Egypt: Human rights lawyer jailed for four years for ‘spreading false news’
Human rights lawyer Mohamed el-Baqer has been sentenced to four years’ imprisonment in Egypt following a widely-criticised trial.
Mr el-Baqer was tried alongside blogger Alaa Abdel Fattah and journalist Mohamed ‘Oxygen’ Ibrahim before Egypt’s controversial Emergency State Security Court (ESSC), whose sentences cannot be appealed.
The three men were convicted of “spreading false news undermining national security”, having been held in pre-trial detention since September 2019, Middle East Eye reports.
The ESSC was established during the state of emergency declared in Egypt in 2017. The state of emergency was lifted in October 2021, but the court retains jurisdiction to complete the cases already before it.
The International Commission of Jurists (ICJ) has warned of breaches of fair trial rights in the ESSC and has accused the Egyptian government of “weaponising the Emergency State Security system to crush free expression and dissent”.

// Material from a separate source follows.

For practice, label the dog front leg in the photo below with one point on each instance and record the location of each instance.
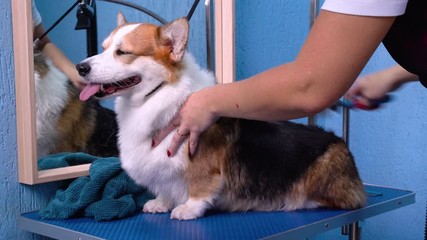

Ahmed Mefreh, director of the Geneva-based Committee for Justice, told Middle East Eye: “Today’s ruling reflects the Sisi regime’s targeting of three types of critics in the country: political activists who supported the 2011 revolution, represented in Alaa Abdel Fattah, human rights defenders represented by Baqer, and journalists and free speech advocates like Oxygen.”